Welcome to the podcast ‘One Thousand Reasons for Feeling Awe.’ Before I embark on the wondrous journey of 999 interviews with experts from around the world, I’d like to offer a reason of my own—the first reason that will inaugurate the chain of wonderment, this stunning collage that we will gradually form, which is in itself one good reason for feeling awe.
When we speak of awe, we always look for specific reasons for feeling it. We find these reasons in certain objects in the world, particular phenomena—and indeed, this project is going to focus on many such objects, and for good reasons: every wondrous object, if given sufficient attention, contains the mystery of the universe as a whole and testifies to the all-pervading presence of wonder.
Take, for instance, a jellyfish that can never die—this actually exists!—or, alternatively, the fact that we still have absolutely no idea how, at a certain point, humans developed the ability to think in such complex ways.
But before we are turning our attention to one phenomenon in the universe, isn’t existence itself a reason for feeling awe? Don’t we take for granted the very fact of existence, which is like an unending riddle, a question mark that never leads, or can never lead, to a final, satisfying answer?
As humanity, we’ve written billions of books and developed millions of theories. We have universities, research labs, and inconceivable technologies produced on the basis of identifiable cosmic laws and planetary substances.
All the time, we have the feeling that we are approaching the comprehension of the universe. Any minute now! But in actuality, we may perhaps grasp how the universe behaves, how things work, but not what the universe is and who and what we are and where we have emerged from.
Presently, our scientific paradigm is content with this odd perception of a random and causeless evolution.
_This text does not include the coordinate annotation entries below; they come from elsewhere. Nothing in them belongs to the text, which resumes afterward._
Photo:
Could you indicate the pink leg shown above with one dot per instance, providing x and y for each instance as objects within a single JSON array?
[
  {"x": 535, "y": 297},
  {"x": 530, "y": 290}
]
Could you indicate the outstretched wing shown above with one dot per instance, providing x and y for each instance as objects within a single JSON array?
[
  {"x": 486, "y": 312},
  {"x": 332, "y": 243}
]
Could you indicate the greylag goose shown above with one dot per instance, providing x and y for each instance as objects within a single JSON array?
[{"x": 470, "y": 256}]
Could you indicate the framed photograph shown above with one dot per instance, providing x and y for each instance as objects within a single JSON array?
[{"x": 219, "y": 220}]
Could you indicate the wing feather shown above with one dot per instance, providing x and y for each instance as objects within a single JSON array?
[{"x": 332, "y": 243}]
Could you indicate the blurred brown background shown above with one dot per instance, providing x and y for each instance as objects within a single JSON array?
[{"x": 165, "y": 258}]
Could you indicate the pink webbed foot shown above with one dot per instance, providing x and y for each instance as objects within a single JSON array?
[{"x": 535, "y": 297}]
This is actually not an explanation for anything—at best, this is a completely dissatisfying description
Even our wonderful religions and mystical approaches haven’t managed to dispel this mystery. We may perhaps declare with confidence that ‘God is one,’ yet we have no idea who this one is, or what is the reason that the universe has erupted out of the blue.
Again, we have countless theories, which we can either adopt or reject. But, as Albert Camus wrote in his Myth of Sisyphus again and again, the universe itself remains silent in the face of humanity’s question. And as American philosopher Thomas Nagel added in response, even if the universe would finally speak, the answer wouldn’t necessarily appease our answer-seeking mind and heart.
Instead of praying for an answer, I’d suggest pausing from time to time in the midst of this existence and feeling this undying question mark which is the no. 1 reason for feeling awe: what is all this? Where and why have we come from? What are all these people, animals, plants, rocks—with this inconceivable attention to details, the dizzying complexity and diversity? What is this breathtakingly vast universe with its hundreds of billions of galaxies and the enormous space between all the celestial bodies, not to mention the fact that we ourselves are floating in this space?
And above all, what am I? Where has this body come from and what is the sense of my existence and the unstoppable fact of the death of this body? All I can say is that one day, I found myself existing!